While editing pages from her laptop at home, the Arts & Entertainment Editor Diana Stanczak took charge and refused to let the paper be halted — even in an emergency.
“I want to make sure everyone's safe, follow the instructions that we get, like just do what they say, which at the time was lock all the doors shut the lights off, stay where you are,” Anderle said. “She just kept going. She was just like, ‘no, we gotta copy edit the pages. No, we can't stop, we're just gonna keep going.’”
Anderle’s work ethic inspired this rigorous and resilient workroom. She oriented her goals strongly on strengthening the quality of the weekly content, even if that meant printing a shorter edition. She spent the summer between semesters creating style guides and working on advertisement outreach.
These skills have translated into her career today, though in a different field than journalism. Anderle works as a content solutions consultant for LinkedIn, helping brands find the best way to tell their stories.
“In brand journalism, it's not just about the brand. At the end of the day, it's about your audience,” Anderle said. “And that's the same for news, right?”
Her time at The Ramapo News was just the beginning of a wide range of writing careers. Anderle worked at The Record alongside other graduated editors before switching gears to writing directly for brands like Dell and Levi’s to reach their audiences. She says all of the positions she’s held require the same curiosity and communication skills she practiced in her journalism courses.
She cited one project from her journalism capstone course as being especially impactful. Professor Edna Negron assigned her students to pitch a business model and find how to create revenue for it.
“Edna was always ahead of her time. She was always thinking three steps ahead and giving you, you know, just the best journalism,” Anderle said. “I learned so much from her.”
Anderle’s project foreshadowed what she would come to work in later, as her website planned to generate revenue through content marketing. Professor Negron brought in panelists to critique the student work, which Anderle would later be a professional on.
“She was giving us a challenge that every single media company has and will continue to have,” Anderle said. “It is just so hard. It's not just paywalls, not just ads, it's a combination of things.”

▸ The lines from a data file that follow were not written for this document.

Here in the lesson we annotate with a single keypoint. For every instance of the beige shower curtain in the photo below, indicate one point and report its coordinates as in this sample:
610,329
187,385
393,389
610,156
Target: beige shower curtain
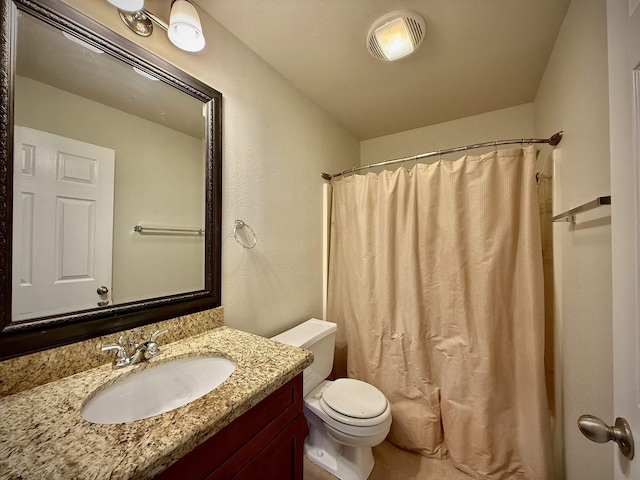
435,282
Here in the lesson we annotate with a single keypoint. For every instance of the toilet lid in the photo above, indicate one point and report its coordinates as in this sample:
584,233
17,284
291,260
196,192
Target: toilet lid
354,398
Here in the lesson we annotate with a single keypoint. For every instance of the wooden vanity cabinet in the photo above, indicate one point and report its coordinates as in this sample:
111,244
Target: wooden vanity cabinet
266,442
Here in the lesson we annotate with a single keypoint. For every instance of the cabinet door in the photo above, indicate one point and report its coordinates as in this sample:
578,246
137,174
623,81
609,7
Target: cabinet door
281,459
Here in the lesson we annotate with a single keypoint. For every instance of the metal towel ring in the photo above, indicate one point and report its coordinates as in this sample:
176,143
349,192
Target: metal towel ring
239,224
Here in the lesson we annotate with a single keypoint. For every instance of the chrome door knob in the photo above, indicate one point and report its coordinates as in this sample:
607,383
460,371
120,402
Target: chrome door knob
598,431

Before her current position, she also worked at Bloomberg as a consultant for marketing strategies. The Ramapo News was just the first of many building blocks that led her to her leadership roles today, where she acknowledges she has grown bounds from.
“There's so many different things you can do with your journalism career. And so much of it is really fulfilling,” she said. Anderle encourages students to be open-minded when looking for jobs, as the direction she took was an unexpected, yet exciting one. “It's still very value-driven content creation that people need to do better in their careers and personal lives.”